The initial maximum allowable amount of the loan is limited by Federal Reserve mandates to 50% of the market value of the assets at the time the margin loan is initiated.
Once the loan is made, there are no restrictions placed on how the proceeds may be used by the recipient. The proceeds can be used to purchase additional financial assets, pay educational expenses, for car expense, for vacations, or for any other expense.
There is no particular stated time frame for repayment of the margin loan, and the loan can stay outstanding indefinitely. Or, the loan can be repaid in full or partially at any time by the recipient.

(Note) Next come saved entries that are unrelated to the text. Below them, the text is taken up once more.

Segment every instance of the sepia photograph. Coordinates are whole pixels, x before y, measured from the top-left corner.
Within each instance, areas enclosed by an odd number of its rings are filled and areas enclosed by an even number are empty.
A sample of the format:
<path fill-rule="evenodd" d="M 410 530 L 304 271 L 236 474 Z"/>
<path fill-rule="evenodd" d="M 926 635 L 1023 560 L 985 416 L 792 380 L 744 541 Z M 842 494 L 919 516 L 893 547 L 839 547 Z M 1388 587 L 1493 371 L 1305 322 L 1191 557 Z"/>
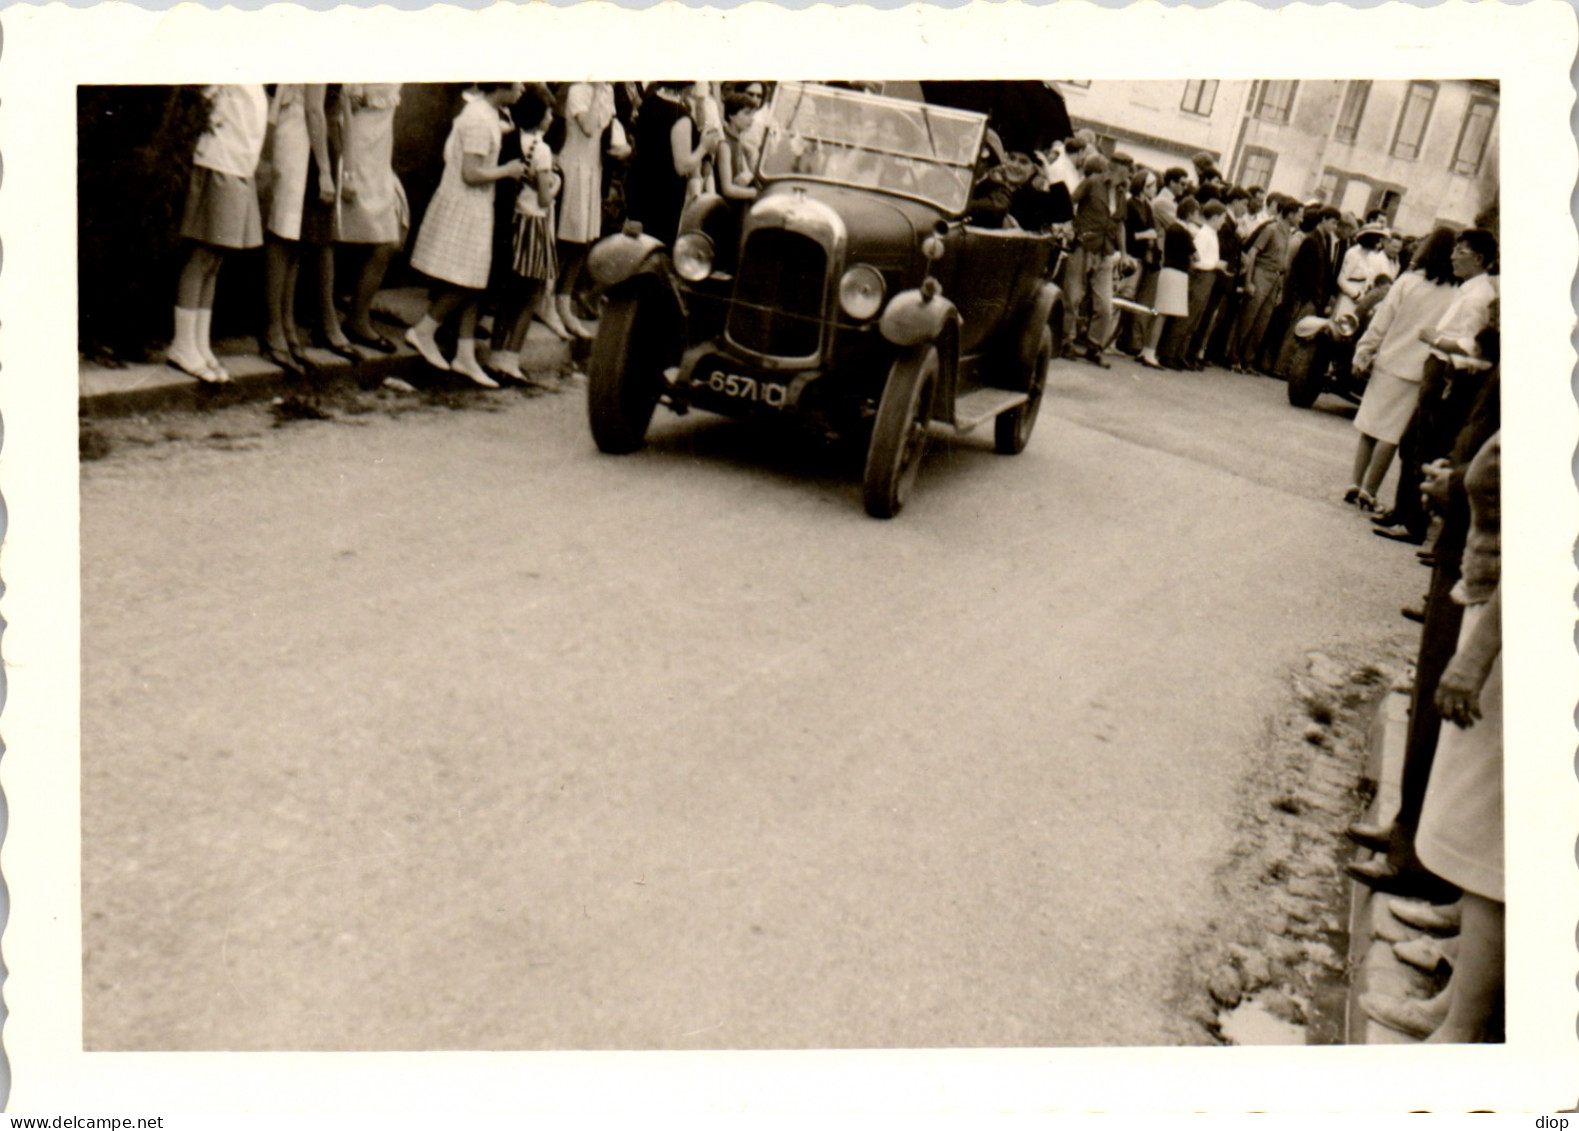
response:
<path fill-rule="evenodd" d="M 1571 770 L 1572 608 L 1530 609 L 1573 562 L 1534 516 L 1573 484 L 1537 502 L 1525 422 L 1571 431 L 1573 358 L 1525 335 L 1505 396 L 1502 324 L 1566 303 L 1573 231 L 1530 235 L 1506 51 L 863 72 L 881 14 L 830 10 L 824 60 L 695 14 L 650 26 L 719 54 L 633 65 L 452 12 L 337 64 L 400 14 L 333 15 L 229 13 L 224 66 L 101 28 L 41 119 L 67 1051 L 1544 1039 L 1520 956 L 1576 908 L 1533 796 L 1575 791 L 1523 775 Z"/>

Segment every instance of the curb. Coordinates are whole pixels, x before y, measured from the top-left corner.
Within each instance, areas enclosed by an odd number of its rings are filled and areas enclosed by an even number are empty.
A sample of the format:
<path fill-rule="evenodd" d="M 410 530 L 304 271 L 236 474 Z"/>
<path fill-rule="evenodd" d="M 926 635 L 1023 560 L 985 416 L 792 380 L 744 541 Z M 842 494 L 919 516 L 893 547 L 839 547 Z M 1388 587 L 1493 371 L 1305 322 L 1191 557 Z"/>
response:
<path fill-rule="evenodd" d="M 361 361 L 348 361 L 326 349 L 311 348 L 307 358 L 316 372 L 300 378 L 258 356 L 253 338 L 228 338 L 215 343 L 232 380 L 211 385 L 187 376 L 161 362 L 108 368 L 87 360 L 77 366 L 77 414 L 82 419 L 130 416 L 161 411 L 212 411 L 249 401 L 280 396 L 302 396 L 350 387 L 370 389 L 397 377 L 421 389 L 476 386 L 430 367 L 408 346 L 403 335 L 426 305 L 426 292 L 406 287 L 382 291 L 373 304 L 374 314 L 396 342 L 392 354 L 361 350 Z M 521 368 L 543 373 L 570 368 L 571 343 L 561 341 L 546 326 L 533 323 L 521 350 Z"/>

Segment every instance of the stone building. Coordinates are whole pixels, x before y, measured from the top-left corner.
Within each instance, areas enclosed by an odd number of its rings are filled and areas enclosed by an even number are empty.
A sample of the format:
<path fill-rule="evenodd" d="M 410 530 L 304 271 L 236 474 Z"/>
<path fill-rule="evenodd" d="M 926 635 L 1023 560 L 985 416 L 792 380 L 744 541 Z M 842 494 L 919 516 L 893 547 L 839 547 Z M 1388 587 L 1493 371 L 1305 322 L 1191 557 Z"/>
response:
<path fill-rule="evenodd" d="M 1394 227 L 1462 228 L 1496 199 L 1495 81 L 1060 81 L 1077 127 L 1154 168 L 1210 153 L 1229 180 Z"/>

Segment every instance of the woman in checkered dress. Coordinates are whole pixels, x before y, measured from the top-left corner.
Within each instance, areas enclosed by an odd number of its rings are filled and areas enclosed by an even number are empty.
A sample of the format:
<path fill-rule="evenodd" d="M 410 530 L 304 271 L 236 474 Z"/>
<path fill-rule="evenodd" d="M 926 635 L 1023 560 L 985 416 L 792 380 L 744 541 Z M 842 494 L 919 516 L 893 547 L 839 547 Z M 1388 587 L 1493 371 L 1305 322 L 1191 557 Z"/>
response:
<path fill-rule="evenodd" d="M 477 83 L 467 92 L 444 143 L 444 176 L 428 204 L 411 253 L 411 265 L 434 280 L 427 313 L 406 331 L 406 341 L 435 369 L 451 370 L 486 388 L 499 383 L 477 363 L 477 303 L 488 285 L 493 259 L 493 198 L 499 181 L 526 171 L 521 161 L 499 160 L 507 128 L 500 111 L 521 97 L 522 83 Z M 434 334 L 459 311 L 455 360 L 445 360 Z"/>

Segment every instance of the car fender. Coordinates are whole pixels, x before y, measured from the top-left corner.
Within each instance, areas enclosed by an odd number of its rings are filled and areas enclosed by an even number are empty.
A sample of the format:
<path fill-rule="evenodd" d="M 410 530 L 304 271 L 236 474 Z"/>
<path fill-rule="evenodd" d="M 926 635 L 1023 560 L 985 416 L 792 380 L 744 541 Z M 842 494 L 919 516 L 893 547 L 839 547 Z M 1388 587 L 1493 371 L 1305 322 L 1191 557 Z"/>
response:
<path fill-rule="evenodd" d="M 1020 327 L 1020 364 L 1029 368 L 1036 363 L 1036 351 L 1042 345 L 1042 327 L 1049 324 L 1053 312 L 1062 308 L 1064 292 L 1057 283 L 1043 283 L 1036 292 L 1030 309 L 1025 316 L 1025 324 Z M 1053 338 L 1058 339 L 1063 335 L 1062 326 L 1053 327 Z"/>
<path fill-rule="evenodd" d="M 883 337 L 901 348 L 930 342 L 945 326 L 959 323 L 959 311 L 937 291 L 931 279 L 927 284 L 901 291 L 889 300 L 878 321 Z"/>
<path fill-rule="evenodd" d="M 635 275 L 660 273 L 664 250 L 663 241 L 642 232 L 640 225 L 626 225 L 625 231 L 592 245 L 587 270 L 600 286 L 615 287 Z"/>

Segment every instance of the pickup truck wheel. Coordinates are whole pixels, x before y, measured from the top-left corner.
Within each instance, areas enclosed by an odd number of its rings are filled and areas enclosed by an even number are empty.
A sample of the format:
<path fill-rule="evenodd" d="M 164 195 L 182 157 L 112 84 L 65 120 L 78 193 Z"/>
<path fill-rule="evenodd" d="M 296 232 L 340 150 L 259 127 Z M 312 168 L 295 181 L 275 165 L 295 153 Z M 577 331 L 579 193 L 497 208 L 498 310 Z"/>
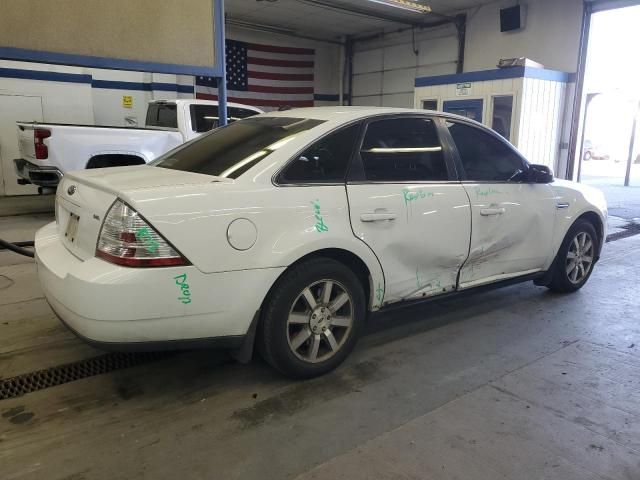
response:
<path fill-rule="evenodd" d="M 259 351 L 289 377 L 322 375 L 353 350 L 365 315 L 364 290 L 348 267 L 329 258 L 300 263 L 266 302 Z"/>
<path fill-rule="evenodd" d="M 549 289 L 570 293 L 582 288 L 593 272 L 599 242 L 596 229 L 590 222 L 576 221 L 558 250 Z"/>

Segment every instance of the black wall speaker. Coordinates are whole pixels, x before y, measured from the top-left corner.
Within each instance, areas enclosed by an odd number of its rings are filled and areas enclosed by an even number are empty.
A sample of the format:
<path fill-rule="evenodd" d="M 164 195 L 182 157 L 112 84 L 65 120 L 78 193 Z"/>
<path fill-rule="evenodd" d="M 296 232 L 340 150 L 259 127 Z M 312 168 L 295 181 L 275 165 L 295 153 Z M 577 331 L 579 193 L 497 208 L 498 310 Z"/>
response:
<path fill-rule="evenodd" d="M 500 31 L 513 32 L 524 28 L 523 7 L 516 5 L 515 7 L 500 9 Z"/>

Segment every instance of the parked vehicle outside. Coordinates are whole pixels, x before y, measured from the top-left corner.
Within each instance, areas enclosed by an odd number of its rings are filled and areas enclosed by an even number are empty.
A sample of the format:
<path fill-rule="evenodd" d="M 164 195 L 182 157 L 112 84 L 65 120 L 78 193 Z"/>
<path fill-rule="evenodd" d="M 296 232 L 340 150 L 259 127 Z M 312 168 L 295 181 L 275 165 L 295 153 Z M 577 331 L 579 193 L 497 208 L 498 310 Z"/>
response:
<path fill-rule="evenodd" d="M 76 334 L 245 360 L 255 342 L 296 378 L 338 366 L 380 309 L 525 280 L 576 291 L 606 238 L 598 190 L 420 110 L 272 112 L 60 187 L 35 252 Z"/>
<path fill-rule="evenodd" d="M 611 156 L 604 150 L 602 145 L 594 145 L 591 140 L 585 140 L 582 158 L 587 162 L 589 160 L 609 160 Z"/>
<path fill-rule="evenodd" d="M 228 105 L 230 122 L 259 113 Z M 195 99 L 149 102 L 145 128 L 19 122 L 18 183 L 55 188 L 72 170 L 143 165 L 217 127 L 218 102 Z"/>

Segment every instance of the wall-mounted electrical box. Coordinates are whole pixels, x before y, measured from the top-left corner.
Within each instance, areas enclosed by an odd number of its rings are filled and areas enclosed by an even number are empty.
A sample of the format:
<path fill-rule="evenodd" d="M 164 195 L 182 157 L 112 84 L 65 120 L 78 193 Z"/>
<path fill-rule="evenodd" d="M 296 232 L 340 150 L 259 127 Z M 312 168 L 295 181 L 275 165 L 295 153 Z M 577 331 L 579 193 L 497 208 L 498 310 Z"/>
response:
<path fill-rule="evenodd" d="M 523 5 L 515 5 L 513 7 L 500 9 L 500 31 L 514 32 L 524 28 L 525 8 Z"/>

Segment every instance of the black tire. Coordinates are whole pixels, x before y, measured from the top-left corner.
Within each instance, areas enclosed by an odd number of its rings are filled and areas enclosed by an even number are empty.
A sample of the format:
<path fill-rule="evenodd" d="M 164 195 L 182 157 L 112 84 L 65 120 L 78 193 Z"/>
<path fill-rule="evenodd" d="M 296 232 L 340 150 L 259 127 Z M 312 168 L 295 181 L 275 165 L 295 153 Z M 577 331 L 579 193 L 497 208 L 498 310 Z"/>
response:
<path fill-rule="evenodd" d="M 582 158 L 584 159 L 585 162 L 588 162 L 589 160 L 591 160 L 591 152 L 589 151 L 584 152 L 584 156 Z"/>
<path fill-rule="evenodd" d="M 327 288 L 325 284 L 328 282 L 334 283 Z M 328 304 L 322 302 L 323 293 L 321 292 L 324 292 L 324 289 L 329 290 L 330 295 L 333 294 L 332 301 Z M 316 309 L 311 308 L 309 301 L 303 298 L 305 290 L 313 293 L 314 301 L 318 301 Z M 319 293 L 319 296 L 316 292 Z M 347 305 L 350 305 L 348 308 L 351 314 L 349 327 L 332 325 L 331 323 L 320 325 L 315 323 L 317 320 L 311 320 L 313 312 L 317 312 L 318 317 L 320 316 L 320 308 L 323 305 L 327 305 L 327 312 L 329 312 L 328 305 L 335 305 L 334 300 L 342 293 L 346 293 L 349 299 L 336 312 L 345 312 Z M 301 307 L 304 307 L 304 312 L 295 311 Z M 324 312 L 324 310 L 322 311 Z M 300 315 L 299 318 L 308 315 L 306 318 L 309 323 L 290 323 L 290 315 L 293 314 Z M 329 313 L 322 315 L 329 315 Z M 350 268 L 333 259 L 314 258 L 293 266 L 285 272 L 272 289 L 262 311 L 257 338 L 258 351 L 271 366 L 288 377 L 298 379 L 317 377 L 335 369 L 351 353 L 362 332 L 365 316 L 366 299 L 357 275 Z M 335 313 L 333 317 L 333 321 L 338 318 L 345 321 L 344 319 L 348 315 Z M 329 320 L 322 318 L 322 322 L 327 321 L 330 322 L 331 318 Z M 296 331 L 298 327 L 300 330 Z M 317 328 L 318 334 L 312 333 L 312 328 Z M 322 331 L 320 331 L 321 328 Z M 324 331 L 325 328 L 328 333 Z M 304 334 L 309 333 L 310 336 L 299 347 L 294 348 L 296 335 L 301 334 L 302 330 L 305 330 Z M 333 338 L 333 342 L 338 339 L 339 346 L 335 351 L 330 345 L 329 335 Z M 316 363 L 313 363 L 310 358 L 313 356 L 312 344 L 316 342 L 319 346 L 315 348 Z M 305 356 L 305 349 L 308 349 L 306 353 L 309 360 L 302 358 Z M 331 356 L 326 360 L 321 360 L 322 356 L 319 352 L 325 351 L 326 355 L 331 354 Z"/>
<path fill-rule="evenodd" d="M 575 273 L 575 270 L 571 270 L 571 272 L 567 271 L 567 269 L 572 265 L 572 259 L 569 258 L 569 255 L 570 251 L 575 248 L 575 245 L 573 245 L 575 241 L 574 239 L 583 234 L 586 234 L 592 241 L 592 249 L 590 252 L 591 264 L 588 266 L 588 269 L 584 267 L 584 270 L 586 270 L 586 274 L 584 274 L 580 278 L 572 280 L 571 275 Z M 591 222 L 584 219 L 577 220 L 567 232 L 567 235 L 564 237 L 562 245 L 558 250 L 558 254 L 556 255 L 556 259 L 553 263 L 553 276 L 551 278 L 551 283 L 548 285 L 548 288 L 554 292 L 559 293 L 571 293 L 580 290 L 582 286 L 587 283 L 587 280 L 589 280 L 589 277 L 593 272 L 595 258 L 597 253 L 600 251 L 601 241 L 602 239 L 598 237 L 598 233 L 596 232 L 596 229 Z M 589 255 L 585 254 L 585 258 L 588 258 L 588 256 Z M 576 277 L 578 274 L 580 274 L 579 268 Z"/>

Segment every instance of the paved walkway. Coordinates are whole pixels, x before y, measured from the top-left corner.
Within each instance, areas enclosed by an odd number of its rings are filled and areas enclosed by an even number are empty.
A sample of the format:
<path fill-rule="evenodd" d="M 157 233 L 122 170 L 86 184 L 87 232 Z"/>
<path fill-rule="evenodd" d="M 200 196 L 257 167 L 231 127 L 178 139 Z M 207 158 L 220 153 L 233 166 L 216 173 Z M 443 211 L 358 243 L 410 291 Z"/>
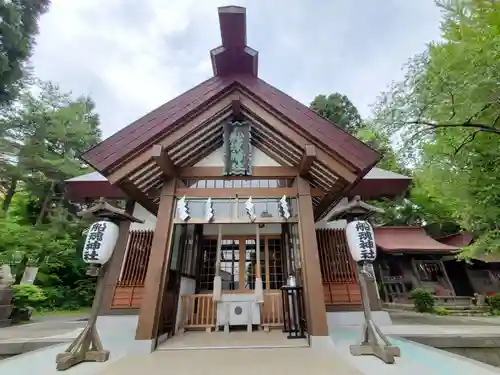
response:
<path fill-rule="evenodd" d="M 129 356 L 99 375 L 363 375 L 332 351 L 312 348 L 163 351 Z"/>
<path fill-rule="evenodd" d="M 71 341 L 84 326 L 85 322 L 51 321 L 1 328 L 0 359 Z"/>
<path fill-rule="evenodd" d="M 492 375 L 500 373 L 499 369 L 491 366 L 397 338 L 412 335 L 439 337 L 493 335 L 500 337 L 500 325 L 497 325 L 495 320 L 497 318 L 485 320 L 460 318 L 458 321 L 446 319 L 447 323 L 438 325 L 436 322 L 444 322 L 440 320 L 441 317 L 424 316 L 421 320 L 427 323 L 424 325 L 397 324 L 411 318 L 411 316 L 406 316 L 406 318 L 405 316 L 400 316 L 401 319 L 396 318 L 395 325 L 381 327 L 384 332 L 392 336 L 391 341 L 401 348 L 402 357 L 396 360 L 395 365 L 386 365 L 371 357 L 351 356 L 349 345 L 357 342 L 360 335 L 360 327 L 353 326 L 345 330 L 334 327 L 332 340 L 335 347 L 332 345 L 331 348 L 323 350 L 316 348 L 226 349 L 157 351 L 153 354 L 131 355 L 132 352 L 138 353 L 137 349 L 131 347 L 137 342 L 127 344 L 126 338 L 133 337 L 136 322 L 131 321 L 125 324 L 115 317 L 103 322 L 99 328 L 104 346 L 113 348 L 110 361 L 104 364 L 81 364 L 65 373 L 68 375 L 137 375 L 138 373 L 156 374 L 164 371 L 176 375 L 223 375 L 235 372 L 241 375 L 254 375 L 256 371 L 259 373 L 278 371 L 278 373 L 291 375 L 304 372 L 311 375 L 470 375 L 470 373 Z M 415 322 L 411 319 L 409 321 Z M 450 324 L 453 322 L 454 325 Z M 112 323 L 115 327 L 112 327 Z M 475 325 L 470 325 L 470 323 Z M 58 320 L 3 328 L 0 329 L 0 343 L 8 340 L 36 342 L 43 339 L 61 342 L 76 337 L 84 324 L 85 322 Z M 127 331 L 125 328 L 128 326 L 130 329 Z M 59 372 L 55 370 L 54 358 L 67 345 L 68 343 L 65 342 L 2 360 L 0 373 L 24 374 L 29 373 L 31 371 L 29 369 L 36 368 L 40 375 L 57 375 Z"/>
<path fill-rule="evenodd" d="M 411 327 L 411 328 L 409 328 Z M 476 326 L 477 327 L 477 326 Z M 385 333 L 405 332 L 412 330 L 416 333 L 431 332 L 431 329 L 445 329 L 437 326 L 386 326 L 381 327 Z M 460 326 L 460 328 L 464 328 Z M 484 326 L 477 327 L 483 331 Z M 475 329 L 470 328 L 468 332 Z M 425 334 L 425 333 L 422 333 Z M 438 335 L 442 334 L 436 333 Z M 456 335 L 456 333 L 455 333 Z M 448 353 L 418 343 L 389 337 L 392 345 L 398 346 L 401 357 L 396 358 L 396 363 L 386 365 L 372 356 L 353 357 L 349 352 L 349 346 L 360 339 L 359 328 L 344 327 L 338 328 L 332 334 L 335 343 L 335 351 L 345 358 L 348 363 L 356 367 L 365 375 L 498 375 L 500 369 L 487 364 L 474 361 L 472 359 Z"/>
<path fill-rule="evenodd" d="M 40 339 L 66 335 L 85 327 L 85 322 L 50 320 L 0 328 L 0 341 L 18 339 Z"/>

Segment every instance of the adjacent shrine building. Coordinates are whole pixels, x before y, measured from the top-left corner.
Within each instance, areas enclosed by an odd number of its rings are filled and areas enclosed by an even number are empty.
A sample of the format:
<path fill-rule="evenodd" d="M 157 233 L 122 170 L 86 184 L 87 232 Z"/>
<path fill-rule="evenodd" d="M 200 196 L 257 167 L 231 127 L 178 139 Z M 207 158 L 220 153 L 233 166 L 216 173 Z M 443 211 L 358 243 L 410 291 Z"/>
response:
<path fill-rule="evenodd" d="M 126 200 L 145 220 L 121 228 L 102 314 L 136 314 L 138 340 L 248 317 L 281 328 L 293 275 L 308 334 L 327 336 L 327 310 L 360 299 L 343 234 L 317 237 L 318 222 L 344 197 L 397 195 L 410 179 L 259 78 L 245 8 L 221 7 L 219 21 L 213 77 L 88 150 L 97 172 L 68 181 L 70 198 Z"/>

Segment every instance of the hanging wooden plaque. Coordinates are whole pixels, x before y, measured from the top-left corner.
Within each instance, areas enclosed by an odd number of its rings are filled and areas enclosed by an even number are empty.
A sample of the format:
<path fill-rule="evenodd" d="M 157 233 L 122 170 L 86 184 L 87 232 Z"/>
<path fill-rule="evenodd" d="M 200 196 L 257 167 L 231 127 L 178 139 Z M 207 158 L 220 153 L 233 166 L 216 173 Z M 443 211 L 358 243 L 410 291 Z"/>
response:
<path fill-rule="evenodd" d="M 224 125 L 224 170 L 225 176 L 252 175 L 250 123 L 231 121 Z"/>

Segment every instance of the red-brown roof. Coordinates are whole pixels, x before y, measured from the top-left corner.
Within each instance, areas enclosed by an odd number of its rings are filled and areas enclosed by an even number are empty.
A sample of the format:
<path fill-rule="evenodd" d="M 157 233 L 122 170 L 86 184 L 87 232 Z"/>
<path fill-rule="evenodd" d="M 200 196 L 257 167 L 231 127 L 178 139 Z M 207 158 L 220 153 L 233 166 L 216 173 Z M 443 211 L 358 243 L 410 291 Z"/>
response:
<path fill-rule="evenodd" d="M 211 52 L 215 76 L 88 150 L 83 160 L 107 175 L 111 167 L 175 131 L 208 104 L 238 88 L 302 128 L 326 151 L 343 156 L 356 174 L 362 176 L 376 164 L 380 155 L 375 150 L 257 77 L 257 53 L 246 46 L 244 8 L 219 8 L 219 19 L 223 45 Z M 248 64 L 242 65 L 243 60 Z"/>
<path fill-rule="evenodd" d="M 348 197 L 359 195 L 364 200 L 399 197 L 411 181 L 411 177 L 374 167 L 349 191 Z"/>
<path fill-rule="evenodd" d="M 460 250 L 434 240 L 422 227 L 380 227 L 374 229 L 377 247 L 386 253 L 452 253 Z"/>
<path fill-rule="evenodd" d="M 227 77 L 215 76 L 200 83 L 91 148 L 82 155 L 82 159 L 98 171 L 108 169 L 152 139 L 176 129 L 176 125 L 200 112 L 232 82 Z"/>
<path fill-rule="evenodd" d="M 472 243 L 474 236 L 472 233 L 460 232 L 450 234 L 449 236 L 436 238 L 436 241 L 444 243 L 449 246 L 464 247 L 469 246 Z"/>

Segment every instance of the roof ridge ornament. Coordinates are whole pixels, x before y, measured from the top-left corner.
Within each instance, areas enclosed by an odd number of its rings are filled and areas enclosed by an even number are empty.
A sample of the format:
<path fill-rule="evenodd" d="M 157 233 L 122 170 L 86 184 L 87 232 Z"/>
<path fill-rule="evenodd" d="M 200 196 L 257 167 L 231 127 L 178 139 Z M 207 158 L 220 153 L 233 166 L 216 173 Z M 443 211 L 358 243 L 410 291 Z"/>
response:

Should the underlying assets decrease in value by a certain fixed percent while the loan is outstanding, a portion or the total loan amount will be called for immediate repayment.
Given the relatively attractive interest rates charged on these margin loans relatively to other types of loans available to borrowers, sometimes this method of borrowing is quite attractive for your financial needs.
Margin trading accounts are offered by various broker/dealers via their specific margin agreement forms.
Margin trading account interest rates vary and they are typically based on the size of the debit and the current interest rates available in the market.
Not all stocks, bonds and mutual funds are marginable and available as assets for borrowing purposes.
The assets in margin trading accounts are covered up to $100,000 via SIPC, plus many broker/dealers offer additional coverage up to $25,000.000 plus per account.
Broker/Dealer margin trading accounts are not FDIC insured.
Broker Dealers who participate in SIPC coverage limit coverage to $500,000 including $100,000 for cash; this coverage does not protect against any market losses.
The use of margin, also know as borrowing against stocks, bonds, mutual fund, is inherently far more risky that the outright purchase of those instruments and should only be undertaken by experienced and totally informed sophisticated investors who fully understand these risks.
Investing in stocks, bonds, mutual funds and variable annuities does not guarantee a profit.
All of these investments can lose money.